The U.S. government could refile an immigration case against him and attempt to deport him to another country, lawyers said, but whether that will happen remained unclear Thursday.
His lawyers had attempted to reopen his immigration court case to apply for legal residency, but a judge rejected that move. His legal team has appealed to the Board of Immigration Appeals.
At a lengthy hearing last month, Xinis questioned the government’s claims that Costa Rica had reneged on its promise in August to accept Abrego. Trump administration lawyers had contended, in records initially filed under seal, that Costa Rica insisted on additional negotiations.
“That is not an open door,” Justice Department lawyer Drew Ensign told Xinis of Costa Rica at the Nov. 20 hearing.
They said the West African nation of Liberia was his only option.
But Xinis pointed out the lack of proof of Costa Rica’s reversal — no diplomatic note, no letter, no witness with direct knowledge.
“You have not shown me the work here. Okay?” Xinis told Ensign during the hearing. “Can you just show me, just me, the underlying work on that?”
Ensign did not have an explanation, stating, “Your Honor, I would have to talk to the clients about that. I don’t — I don’t know the answer to that.”
“It’s so odd to me,” Xinis replied. “It’s so odd.”
The next day, The Post reported that Costa Rica’s security minister, Mario Zamora Cordero, said nothing had changed since the nation’s August letter promising to accept Abrego.
“Costa Rica’s offer to receive Mr. Abrego Garcia for humanitarian reasons stands,” he said in a statement. Soon afterward, Abrego’s lawyers filed the article in the court record.
In her ruling Thursday, Xinis called news reports on Costa Rica’s continued willingness to take Abrego in “an inconvenient truth.”
“Respondents did not just stonewall. They affirmatively misled the tribunal,” she wrote. “They announced that Liberia is the only viable removal option because Costa Rica does not wish to receive him” and that Costa Rica will no longer “accept the transfer” of him.
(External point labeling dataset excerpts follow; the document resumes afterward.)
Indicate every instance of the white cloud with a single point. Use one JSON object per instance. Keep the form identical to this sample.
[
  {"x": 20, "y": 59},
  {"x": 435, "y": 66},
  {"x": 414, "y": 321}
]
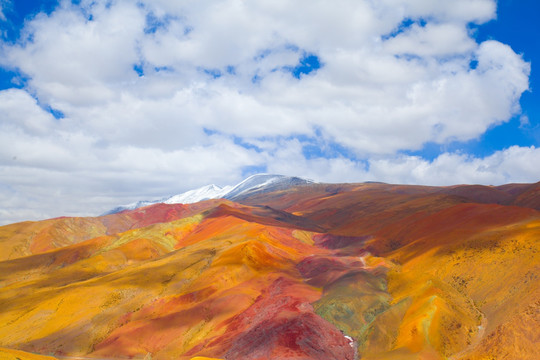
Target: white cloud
[{"x": 159, "y": 97}]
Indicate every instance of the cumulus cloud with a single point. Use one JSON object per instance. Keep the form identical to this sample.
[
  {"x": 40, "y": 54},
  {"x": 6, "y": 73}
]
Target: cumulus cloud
[{"x": 134, "y": 99}]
“But Costa Rica had never wavered in its commitment to receive Abrego Garcia, just as Abrego Garcia never wavered in his commitment to resettle there,” Xinis wrote.
Xinis noted in her opinion Thursday that the misrepresentation appeared to be part of a pattern of Trump administration officials resisting her orders. At least six times, she said, she’d instructed the government to send officials with specific knowledge of Garcia’s case to court prepared to testify.
ICE official John Cantu, who testified at the Nov. 20 hearing that Costa Rica was “not an option” for Abrego, was the latest instance, Xinis said, of officials arriving “unprepared or defiant in their refusal to answer questions.”
Abrego’s lawyers, in a separate motion, have asked Xinis to impose sanctions — a move she said in her ruling Thursday she is still considering.
CASA, an immigrant-rights organization headquartered in Maryland, called the ruling “a major victory for due process.”
“It’s a moment of joy and relief,” said Lydia Walther-Rodriguez, the chief of organizing and leadership at CASA, which has accompanied Abrego’s family to hearings and rallied outside courthouses in support. “Kilmar finally gets to return home to his family, where he belongs. No one should be separated from their loved ones while fighting for justice.”
Attorney Benjamin Osorio said Abrego “is eager to reunite with his family and continue defending his rights through the proper legal channels.”
“We appreciate Judge Xinis’s careful attention to the facts and the legal standards that govern his case,” he said.